Она, наконец, сможет дышать спокойно. И кошмары отступят, те, в которых девочки-бабочки кружат над Катариной, спрашивая, почему она медлит. И страхи уйдут. Конечно… она ведь так боялась, что в последний миг он увернется.
Мало ли…
Ей позволили пройти в ритуальную комнату вместе с доктором, который и засвидетельствовал смерть. А на выходе Катарину поймала та самая женщина.
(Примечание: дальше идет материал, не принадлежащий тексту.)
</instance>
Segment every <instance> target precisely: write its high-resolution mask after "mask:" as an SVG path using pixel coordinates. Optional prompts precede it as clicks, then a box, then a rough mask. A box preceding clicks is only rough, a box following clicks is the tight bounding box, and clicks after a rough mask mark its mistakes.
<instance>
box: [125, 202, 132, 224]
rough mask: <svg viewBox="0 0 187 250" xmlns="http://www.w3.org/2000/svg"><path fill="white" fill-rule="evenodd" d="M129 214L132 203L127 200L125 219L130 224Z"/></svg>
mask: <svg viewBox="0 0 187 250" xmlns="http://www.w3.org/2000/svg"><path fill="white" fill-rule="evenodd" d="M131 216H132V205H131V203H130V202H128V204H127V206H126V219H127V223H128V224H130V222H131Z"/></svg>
– Скажите, – она покраснела, сама стесняясь своей недоверчивости, – вы уверены, что это действительно он?
И Катарина ответила:
– Да.
…а спустя три дня ей прислали бабочку.
Письмо принес почтальон, тот самый, который приносил Катарине газеты, что обязательный «Вестник Хольма», что выписываемый ею «Женский взгляд», несколько легкомысленный и совершенно бесполезный, но раз уж премировали, не отказываться же…
Серый конверт.
Подписан от руки. Почерк округлый, по-ученически правильный. Каждая буква выведена старательно. И сердце забилось, засбоило, потому что…
– Невозможно, – сказала Катарина, и почтальон недовольно нахмурился.
– Адресок ваш, фра…
Адрес и вправду ее.
Фамилия.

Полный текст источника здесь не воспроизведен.